The world heritage committee has inscribed Trans-Iranian Railway on UNESCO’s world heritage list. The decision was taken during the committee’s 44th session held online and chaired from Fuzhou (China) on Sunday, July 25th, UNESCO wrote on its website.
The trans-Iranian Railway was a major railway construction project started during the Pahlavi dynasty in 1927 and completed in 1938, under the command of the then-Iranian monarch Reza Shah. It was entirely built with the National Development Fund. It linked the capital city of Tehran to Bandar Imam Khomeini in southern Iran (the Persian Gulf) and Bandar Torkaman in northern Iran (the Caspian Sea). In 1961, under the command of Reza Shah’s son, Mohammad Reza Pahlavi, it was expanded through Bandare Shah (aka Bandar Torkaman) to a new terminus in Gorgan. During the land reforms of Mohamad Reza Pahlavi in 1963, as a part of the “White revolution”, the Trans-Iranian railway was extended to connect Tehran to Mashhad, Tabriz, and Isfahan.

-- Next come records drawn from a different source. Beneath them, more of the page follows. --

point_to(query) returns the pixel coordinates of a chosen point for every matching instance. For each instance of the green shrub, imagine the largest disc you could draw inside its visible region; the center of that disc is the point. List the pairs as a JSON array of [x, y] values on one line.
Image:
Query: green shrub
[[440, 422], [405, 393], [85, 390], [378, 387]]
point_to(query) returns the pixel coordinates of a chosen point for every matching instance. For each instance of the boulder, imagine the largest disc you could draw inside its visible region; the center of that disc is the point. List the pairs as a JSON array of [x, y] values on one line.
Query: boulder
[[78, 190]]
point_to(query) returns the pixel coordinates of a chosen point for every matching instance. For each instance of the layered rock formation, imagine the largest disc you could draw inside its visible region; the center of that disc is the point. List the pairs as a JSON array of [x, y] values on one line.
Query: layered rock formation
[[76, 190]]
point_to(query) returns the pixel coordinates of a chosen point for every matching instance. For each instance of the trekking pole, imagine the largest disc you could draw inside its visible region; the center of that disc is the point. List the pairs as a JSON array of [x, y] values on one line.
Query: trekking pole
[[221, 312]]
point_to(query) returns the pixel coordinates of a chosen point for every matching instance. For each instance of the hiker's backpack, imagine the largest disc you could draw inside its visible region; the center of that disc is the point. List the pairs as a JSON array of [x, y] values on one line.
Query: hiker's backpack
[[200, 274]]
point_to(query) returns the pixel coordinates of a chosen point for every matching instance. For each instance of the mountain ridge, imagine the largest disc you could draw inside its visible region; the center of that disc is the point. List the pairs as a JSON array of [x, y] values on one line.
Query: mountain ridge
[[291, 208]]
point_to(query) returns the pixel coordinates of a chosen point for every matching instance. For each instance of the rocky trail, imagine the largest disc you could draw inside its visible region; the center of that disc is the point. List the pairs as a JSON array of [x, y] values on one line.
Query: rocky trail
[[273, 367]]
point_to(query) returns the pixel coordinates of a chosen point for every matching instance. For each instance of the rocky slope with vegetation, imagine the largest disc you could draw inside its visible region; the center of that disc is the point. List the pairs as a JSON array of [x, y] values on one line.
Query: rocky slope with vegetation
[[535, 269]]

The project was claimed to be 1394 km long and was designed and executed in a successful collaboration between the Iranian government and three construction contractors from different countries. Its construction involved extensive mountain cutting in some regions, while the rugged terrain in others dictated the construction of 174 large bridges, 186 minor bridges, and 224 tunnels, including 11 spiral tunnels. Unlike most early rail projects, the construction of the Trans-Iranian Railway was funded by national taxes to avoid foreign investments and control.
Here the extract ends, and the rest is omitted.